Worldwide cloud adoption trends in 2016
This year companies are focusing their attention on private and hybrid clouds. Numbers show that hybrid cloud adoption is on fire while Docker and DevOps’ presence becomes indisputable. 2015 may have been the year of the cloud, but this year it is unstoppable; If surveys are right, we should expect 2016 to become the true year of the cloud.
What do RightScale, Gartner, IDC and Clutch have in common? They all predict that the cloud will become the centre of attention this year. Analyst house Gartner forecasts that the global public cloud services market is likely to reach $204 billion in value by the end on 2016 while a survey conducted by research firm Clutch shows that roughly 90 percent of enterprises intend to increase or at least maintain spending on cloud computing this year.
Global cloud IT infrastructure, encompassing private and public, reached $7.6 billion in last year’s third quarter -cloud infrastructure sales during this period reached 33.8 percent, a visible growth from 2014’s 28.7 percent, IDC noted. Although 2015 was justly dubbed the year of the cloud, healthy growth is expected to occur this year too. The latest RightScale State of the Cloud research report proves that cloud adoption has changed its status from fling to trend.
Highlights from RightScale
RightScale’s report discovered that hybrid cloud adoption has skyrocketed from less than 60 percent in 2015 to over 70 percent this year and private cloud has increased by 14 per cent -from 63 percent to 77 percent over the course of one year. The report surveyed over 1,000 technology professionals at large and small companies across a wide cross-section of industries and found that four in five companies that participated in the survey have at least tried the cloud. Heavy users occupy nearly 30 percent of the total, 26 percent are in their first project, and 25 percent have apps running.
Roughly 17 percent of companies currently have over 1,000 VMs in public cloud, a four percent increase over the course of the past two years, RightScale noted. At the same time, private cloud grew even more as 31 percent of companies are running over 1,000 VMs.
Overall DevOps adoption also grew to 74 percent from 66 percent, with enterprises hitting 81 percent.

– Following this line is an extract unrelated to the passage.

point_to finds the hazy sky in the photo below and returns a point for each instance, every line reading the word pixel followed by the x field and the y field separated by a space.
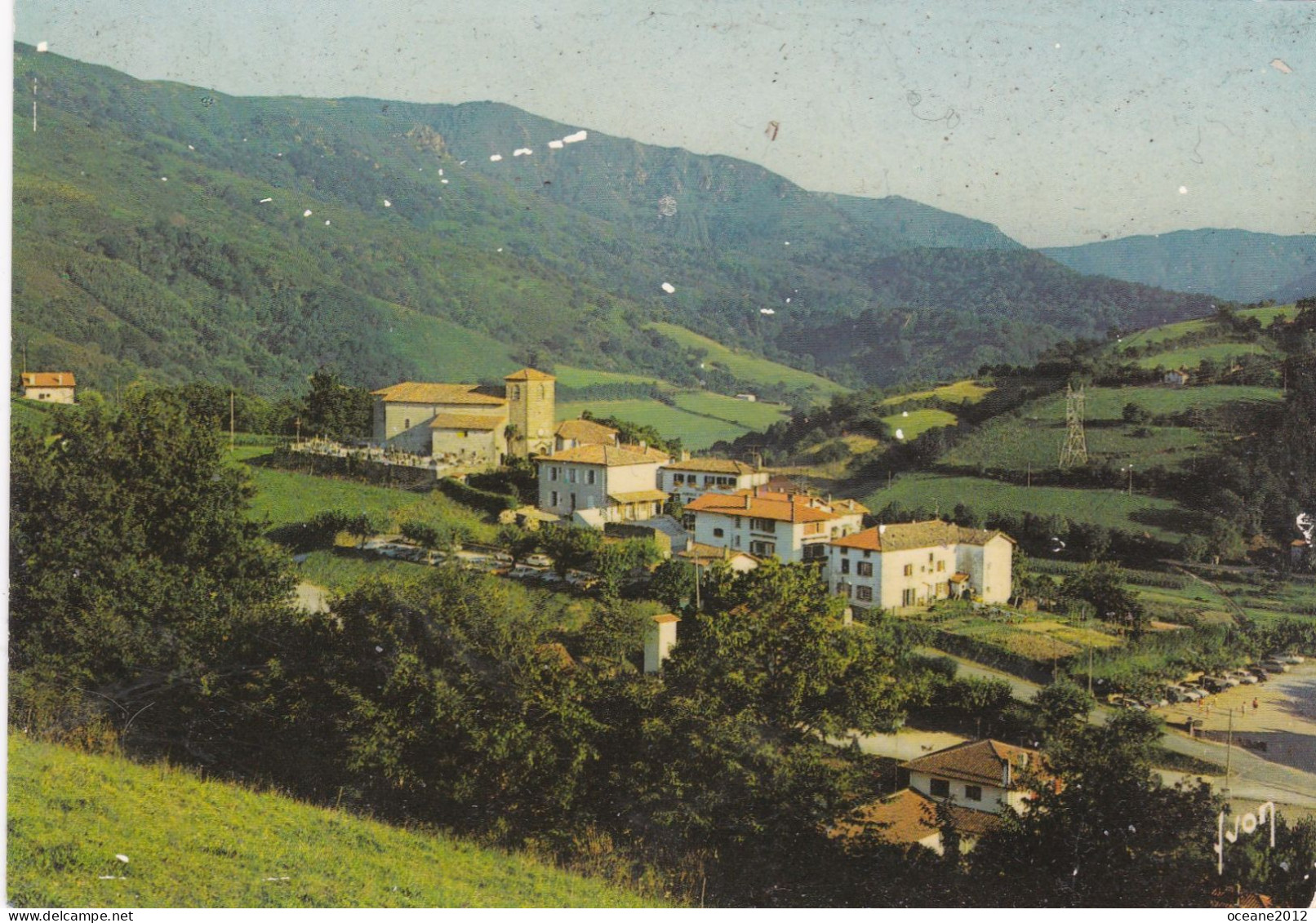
pixel 1061 122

Docker adoption skyrocketed from 13 percent in 2015 to 27 percent this year, but growth is not expected to halt anytime soon as as 35 percent of respondents are planning to use Docker.

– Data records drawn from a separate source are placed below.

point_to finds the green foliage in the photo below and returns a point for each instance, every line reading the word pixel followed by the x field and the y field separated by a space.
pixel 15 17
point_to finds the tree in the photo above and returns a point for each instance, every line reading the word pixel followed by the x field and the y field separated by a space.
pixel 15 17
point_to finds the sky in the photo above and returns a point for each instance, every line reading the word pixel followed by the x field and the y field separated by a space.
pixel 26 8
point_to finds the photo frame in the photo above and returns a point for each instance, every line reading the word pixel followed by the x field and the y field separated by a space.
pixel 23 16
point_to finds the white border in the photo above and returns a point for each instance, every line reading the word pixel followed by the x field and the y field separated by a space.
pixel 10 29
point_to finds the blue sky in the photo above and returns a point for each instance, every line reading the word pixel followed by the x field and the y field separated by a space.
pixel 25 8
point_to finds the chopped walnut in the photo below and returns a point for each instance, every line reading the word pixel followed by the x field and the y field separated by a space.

New cloud challenges to face
2016 brings new challenges too. If last year security was the top cloud challenger, this year it was dethroned by the lack of resources or expertise -26 percent of respondents noted that cloud cost management is a significant challenge, but 32 percent said the lack of resources or expertise was by far the biggest challenge. Security was the runner-up, with 29 percent of respondents citing it as a challenge that should not be ignored.
Gartner, Inc. has predicted that the global public cloud services market will increase by 16.5 percent this year to total $204 billion. The analyst house believes that cloud system infrastructure services will bring the highest growth, namely 38.4 percent while cloud advertising is expected to increase by 13.6 percent to hit $90.3 billion -the latter is the biggest segment of the worldwide cloud services market. The cloud system infrastructure services (IaaS) segment is likely to remain this year’s fastest-growing division as Gartner believes it will reach $22.4 billion.
Businesses continue to dip their toes into cloud services and operations, a trend that has been pinpointed by IDC. A January report from the analyst firm revealed that global spending on public cloud services is likely to increase at a 19.4 percent compound annual growth rate. Although IDC did not offer projections on the private cloud market, Clutch has predicted that this segment along with the hybrid market will see the most significant growth from enterprises. The Clutch survey found that 23 percent of respondents are using Microsoft’s cloud services, 22 percent are utilizing AWS, 21 percent Google and 17 percent IBM. Only six percent said they are using Oracle and five percent have indicated that they are using Citrix.
Although the race is tight among the big vendors, smaller vendors now have a window of opportunity in the cloud.